After his surgery, he worked harder.
“A lot of people just wrote me off, flat-out, after I had to have surgery,” he said. “I was pretty much a lost commodity. It really makes you mad that people are so willing to jump on and jump off the bandwagon without giving that person a fair shot.”
Extra hours in the weight room with teammate Brent Barry, one of the slender sons of Rick Barry, have helped Haskin grow to 245 pounds. He’s still no brute. This center is a shooter, not a banger.
“As much weight as I’ve put on, and as much banging as I intend to do, I’m still a finesse player,” said Haskin, who models himself after Kevin McHale.
“I think people put too much emphasis on being a Karl Malone. I think you lose the sport of basketball when you start throwing bodies around. I was taught to play in the middle, and that’s how I play. So regardless of whether I weighed 300 pounds, I’d still be a finesse player. That’s kind of been a stigma in a sense. But being a finesse player is becoming a lost art, it really is.”
He spent the summer working on a hook shot, another nearly lost art. His tutor was Frank Morris, a former Oregon State track coach who is a meticulous teacher of the hook. It’s not a junior skyhook, but a swing shot that Haskin shoots with either hand. He used it effectively in the Beavers’ preseason scrimmage, and it adds one more shot to his effective array.
“If you play behind Scott and let him play with his back to the basket, he’s going to beat you,” Brent Barry said. “I know my dad has been impressed with Scott. He came up and watched us play and thought Scott had better skills than some of the centers who were in the league last year who are in the NBA. Dad saw him this year and thought Scott had improved visibly and saw that he was bigger. He thinks the sky’s the limit for Scott.”
Haskin, strikingly modest, doesn’t talk comfortably about his ability.
“I don’t sprint like a deer or jump like a gazelle,” he said. “I hope I’ve got something, at least.”
His nature serves him well around the athletic department.
“He’s not a big shot,” Anderson said. “In some aspects, he might be naive, maybe, but it’s refreshing. Whenever some people have had notoriety for a long time, they get callous to the situation because they become maybe a little bit of a prima donna. He does not get provoked when people want to talk to him. He’s not one of these players who brush people off as if to say, ‘You’re a bother and my time’s too precious.’ ”

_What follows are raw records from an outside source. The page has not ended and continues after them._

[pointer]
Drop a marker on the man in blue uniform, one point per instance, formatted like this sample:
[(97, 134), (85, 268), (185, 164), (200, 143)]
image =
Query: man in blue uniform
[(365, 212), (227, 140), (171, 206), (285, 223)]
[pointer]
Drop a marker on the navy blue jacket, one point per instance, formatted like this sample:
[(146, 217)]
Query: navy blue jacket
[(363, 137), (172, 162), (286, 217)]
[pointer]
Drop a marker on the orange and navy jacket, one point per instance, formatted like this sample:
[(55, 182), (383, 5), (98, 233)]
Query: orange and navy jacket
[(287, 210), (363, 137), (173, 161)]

The last few months have brought Haskin more attention than he has ever known.
“In one sense it’s nice, you know, to have the magazines, maybe show them to your kids one day,” Haskin said. “I don’t take any of it to heart. That would be the death of me, in five seconds, if I really believed what they said.
“I’ve gone from here to here in two months without even doing anything. It’s really weird. It’s certainly the most exciting thing that’s happened in my life. It’s not something a lot of people get to experience. But you have to step back and take a reality check.”

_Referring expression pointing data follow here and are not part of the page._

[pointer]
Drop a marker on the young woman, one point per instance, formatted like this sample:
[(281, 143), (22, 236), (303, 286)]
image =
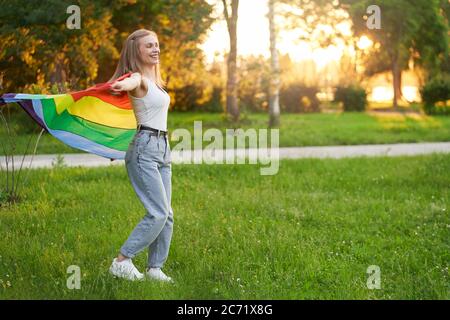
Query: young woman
[(148, 159)]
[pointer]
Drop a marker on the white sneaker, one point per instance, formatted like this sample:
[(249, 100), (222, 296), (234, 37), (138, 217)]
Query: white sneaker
[(157, 274), (125, 269)]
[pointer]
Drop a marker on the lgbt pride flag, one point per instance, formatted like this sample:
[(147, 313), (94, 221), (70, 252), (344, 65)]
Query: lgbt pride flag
[(93, 120)]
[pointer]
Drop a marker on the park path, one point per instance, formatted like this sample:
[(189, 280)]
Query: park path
[(400, 149)]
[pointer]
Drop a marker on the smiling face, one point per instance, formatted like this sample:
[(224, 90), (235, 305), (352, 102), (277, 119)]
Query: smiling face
[(149, 50)]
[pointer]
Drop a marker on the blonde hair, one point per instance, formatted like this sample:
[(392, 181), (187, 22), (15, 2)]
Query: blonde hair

Haskin got his biggest reality check on the operating table in 1990.
“I was lucky, really lucky to come back from it,” he said. “It’s kind of a risky procedure. If the doctor slips up and the scalpel scrapes a nerve, you could have a lot of damage, permanently. You could have a limp leg or a club foot.
“The doctors tell you this before the surgery. You can sense that whatever happens is basically what happens. But I figured, better that than live with the pain. So I took my chances and beat the odds.
“They gave me a percentage, but I can’t remember what it was,” Haskin said. “I think I tried to forget.”